Lampung24jam.com, LAMPUNG BARAT — Pemerintah Kabupaten (Pemkab) Lampung Barat (Lambar) kembali menegaskan kepada seluruh masyarakat terkait larangan mudik dan larangan sholat idul fitri (Ied) 1442 hijriyah tahun 2021 di rumah ibadah (masjid) atau di tanah lapang.

Hal itu disampaikan oleh Bupati Lampung Barat Hi. parosil Mabsus saat memimpin rapat koordinasi bersama Forkompinda dan pimpinan ormas Islam di ruang rapat pesagi kantor Bupati setempat, dikarenakan masih merebaknya wabah covid-19 yang hingga kini belum berakhir, Kamis, 28/4/2021.

“Saya Bupati Lampung Barat beserta Forkopimda, serta Ketua Forum Kerukunan Umat Beragama Lampung Barat, menyampaikan kepada seluruh lapisan masyarakat bahwa penularan covid-19 masih belum dapat dikendalikan secara efektif dan untuk menghindari terjadinya korban covid-19 yang terus meningkat, maka pelaksanaan sholat idul fitri pada tanggal 1 syawal 1442 hijriyah tidak dilaksanakan secara berjamaah di rumah ibadah atau di tanah lapang” ujarnya

Parosil menghimbau Masyarakat agar menunaikan sholat idul fitri di rumah masing-masing.

Sementara Larangan mudik yang diberlakukan mulai tanggal 6 hingga 17 Mei 2021, Kabag Ops Polres Lampung Barat Kompol Hi.
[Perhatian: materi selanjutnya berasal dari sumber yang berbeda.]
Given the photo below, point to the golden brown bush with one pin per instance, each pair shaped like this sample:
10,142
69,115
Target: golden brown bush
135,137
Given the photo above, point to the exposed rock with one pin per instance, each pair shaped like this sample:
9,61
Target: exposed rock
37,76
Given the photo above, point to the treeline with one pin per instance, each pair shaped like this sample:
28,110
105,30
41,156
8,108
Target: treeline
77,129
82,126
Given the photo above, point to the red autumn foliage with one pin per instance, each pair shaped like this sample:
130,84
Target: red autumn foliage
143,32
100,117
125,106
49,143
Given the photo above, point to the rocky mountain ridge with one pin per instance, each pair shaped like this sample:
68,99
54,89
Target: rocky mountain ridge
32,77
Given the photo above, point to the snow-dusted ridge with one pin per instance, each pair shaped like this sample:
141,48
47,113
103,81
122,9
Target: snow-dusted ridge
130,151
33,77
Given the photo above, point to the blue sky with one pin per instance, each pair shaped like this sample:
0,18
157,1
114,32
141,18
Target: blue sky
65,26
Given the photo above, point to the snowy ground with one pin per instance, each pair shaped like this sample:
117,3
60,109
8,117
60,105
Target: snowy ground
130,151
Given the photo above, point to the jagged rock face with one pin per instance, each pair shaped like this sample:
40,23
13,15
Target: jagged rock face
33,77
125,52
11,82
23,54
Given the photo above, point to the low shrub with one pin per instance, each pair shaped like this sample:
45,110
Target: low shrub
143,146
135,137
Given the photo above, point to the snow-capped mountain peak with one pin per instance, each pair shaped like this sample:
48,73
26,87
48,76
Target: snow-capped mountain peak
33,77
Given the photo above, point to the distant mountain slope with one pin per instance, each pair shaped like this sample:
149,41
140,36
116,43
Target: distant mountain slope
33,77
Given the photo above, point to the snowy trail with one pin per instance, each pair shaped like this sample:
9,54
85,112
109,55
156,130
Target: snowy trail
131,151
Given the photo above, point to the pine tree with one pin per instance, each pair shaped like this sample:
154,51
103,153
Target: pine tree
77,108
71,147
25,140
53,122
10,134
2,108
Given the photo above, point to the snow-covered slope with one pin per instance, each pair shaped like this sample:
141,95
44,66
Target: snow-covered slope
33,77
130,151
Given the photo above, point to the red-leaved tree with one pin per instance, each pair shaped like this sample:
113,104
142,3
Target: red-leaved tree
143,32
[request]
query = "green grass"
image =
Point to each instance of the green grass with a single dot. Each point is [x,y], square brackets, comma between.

Ferianda Ekaputra mewakili Kapolresnya AKBP Rachmat Tri Haryadi S.Ik, MH., menegaskan akan memutarbalikkan kendaraannya ke tempat tujuannya semula.

“apabila terdapat masyarakat dari luar Lampung Barat memasuki wilayah Lampung Barat dengan alasan mudik” kata dia,

“Siapapun orangnya, ini saya tekankan lagi, siapapun orangnya, tidak boleh mudik. Apabila masuk ke wilayah Lampung Barat, kami akan putar balikkan ke tempat tujuannya semula,” imbuh Kabag Ops.

Terkait dengan sanksi, Bupati Lambar Parosil Mabsus telah menyampaikan kepada Dandim 0422/LB Letkol Benni Setiawan dan Kabag Ops Polres Lambar Kompol Hi. Ferianda Ekaputra, bahwa pihaknya akan melaksanakan perintah dari kesepakatan tersebut.

“Kalau bicara masalah sanksi, tadi sudah disampaikan pak Dandim 0422/LB, disampaikan pak Feri selaku Kabag Ops Polres Lambar, mereka siap melaksanakan perintah dari hasil kesepakan ini bahwa nanti seluruh Bhabinkamtibmas, Bhabinsa didukung dengan satgas covid-19 di masing-masing Pekon mereka akan menyampaikan pesan kepada seluruh pengurus masjid, dewan masjid untuk tidak menyelenggarakan sholat ied di rumah ibadah ataupun di lapangan” ujar Parosil.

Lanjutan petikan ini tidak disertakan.